Wireless Network Authentication

What is required to setup a radius authentication instead of just a pre-shared key setup.
What are the advantages to doing this?

For the most part you can just install the Radius feature on a domain controller and wire it up. Fun thing to remember though - wifi devices won’t connect before logging in and if a user forgets about signing in from a device and changes their password you’ll have a time sorting out the lockouts.

What wireless vendor are you using? As Alex said, from the server side, the Network Policy Server package is already built-in and works great.

We have always used RADIUS for wifi authentication of staff laptop computers. The advantages are security and ease of use.
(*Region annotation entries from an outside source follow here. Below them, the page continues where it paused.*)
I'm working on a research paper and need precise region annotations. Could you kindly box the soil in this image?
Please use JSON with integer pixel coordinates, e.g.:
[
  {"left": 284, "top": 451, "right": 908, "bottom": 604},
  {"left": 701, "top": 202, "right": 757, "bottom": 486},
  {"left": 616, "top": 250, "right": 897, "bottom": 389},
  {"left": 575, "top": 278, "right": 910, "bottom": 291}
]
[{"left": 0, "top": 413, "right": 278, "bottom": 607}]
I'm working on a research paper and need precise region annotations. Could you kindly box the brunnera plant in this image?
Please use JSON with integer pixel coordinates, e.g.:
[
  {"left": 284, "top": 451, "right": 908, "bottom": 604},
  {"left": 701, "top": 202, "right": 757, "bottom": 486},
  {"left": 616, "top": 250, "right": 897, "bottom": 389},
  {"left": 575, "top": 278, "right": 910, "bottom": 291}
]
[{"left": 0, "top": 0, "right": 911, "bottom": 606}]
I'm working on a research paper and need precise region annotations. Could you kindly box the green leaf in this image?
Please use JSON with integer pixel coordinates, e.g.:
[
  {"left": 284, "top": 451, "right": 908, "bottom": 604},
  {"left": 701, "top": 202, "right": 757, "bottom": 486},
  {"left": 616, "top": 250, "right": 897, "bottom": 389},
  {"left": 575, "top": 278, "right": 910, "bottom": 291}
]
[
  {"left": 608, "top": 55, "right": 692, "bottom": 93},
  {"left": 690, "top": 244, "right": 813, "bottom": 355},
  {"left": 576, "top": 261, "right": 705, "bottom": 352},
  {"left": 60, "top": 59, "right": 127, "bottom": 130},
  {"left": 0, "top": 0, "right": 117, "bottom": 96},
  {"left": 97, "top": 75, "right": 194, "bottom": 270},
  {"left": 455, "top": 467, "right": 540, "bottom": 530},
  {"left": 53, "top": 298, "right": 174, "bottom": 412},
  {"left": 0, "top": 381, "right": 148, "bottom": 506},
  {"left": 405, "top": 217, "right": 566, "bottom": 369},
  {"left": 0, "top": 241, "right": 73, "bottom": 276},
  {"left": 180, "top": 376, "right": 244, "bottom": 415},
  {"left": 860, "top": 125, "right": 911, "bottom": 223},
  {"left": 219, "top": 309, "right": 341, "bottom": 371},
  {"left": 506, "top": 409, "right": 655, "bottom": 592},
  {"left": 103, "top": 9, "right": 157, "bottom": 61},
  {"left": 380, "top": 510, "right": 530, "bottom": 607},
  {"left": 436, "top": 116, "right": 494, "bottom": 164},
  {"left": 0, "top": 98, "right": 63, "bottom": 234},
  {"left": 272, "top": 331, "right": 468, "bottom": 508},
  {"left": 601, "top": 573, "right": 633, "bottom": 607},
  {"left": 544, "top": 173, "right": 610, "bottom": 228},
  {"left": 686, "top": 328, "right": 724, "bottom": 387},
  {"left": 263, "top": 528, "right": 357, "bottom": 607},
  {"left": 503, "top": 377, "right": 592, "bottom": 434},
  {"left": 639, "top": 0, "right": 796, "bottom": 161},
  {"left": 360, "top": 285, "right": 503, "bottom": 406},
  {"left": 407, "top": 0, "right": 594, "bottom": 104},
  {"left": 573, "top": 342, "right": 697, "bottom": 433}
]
The computers are set to authenticate as either computer or user. So even before a user signs in, the computer is authenticated and connected to the domain. This prevents issues with password changes, and even new users can log into a wifi connected computer the first time without issues.

I’ve found that the RADIUS authentication is better than PSK’s for staff computers. I never need to touch the computer again (as far as wifi is concerned). Even when we replaced our wifi system, I set up RADIUS the same way and the computers connected fine.

Our wifi system (Ruckus) generates dynamic PSK’s, unique to each device. I thought about using those for the staff computers, but decided RADIUS is better. If I had to use a common PSK for all computers, I wouldn’t even consider it. Not as secure, and too much effort if the PSK needs to be changed.

Bob is right, PSKs are just not secure. If you hand this out to 10 people, in a few weeks 100 will have it. Several of the wireless vendors have added increased options outside of RADIUS. As mentioned Ruckus (and Xirrus) will do private shared keys… Xirrus now offers direct authentication via Google or Office 365 which eliminates the need for RADIUS and simplifies the process.

Point is, there are certainly better and more secure options than the standard PSK.

The only way a PSK is even remotely secure is if nobody knows it. So it needs to be something like
and pushed out by an MDM or other management tool.

AND that your users aren’t able to view the PSK because they are admins. :unamused:

We currently use some HP wireless system/controller

Had the new user can’t login on a laptop just the other day too.
Ah fun

This looks like a pretty straightforward guide to achieve AD user based authentication on an HP controller. http://www.petenetlive.com/KB/Article/0000922

Hey, how did you get my home network PSK!? :wink:

When QR code wifi joining looked like it was going to take off, I seriously considered an key like that… Mine is decidedly less secure in reality though :wink:

Mine too…been contemplating changing for a while. Never got around for it.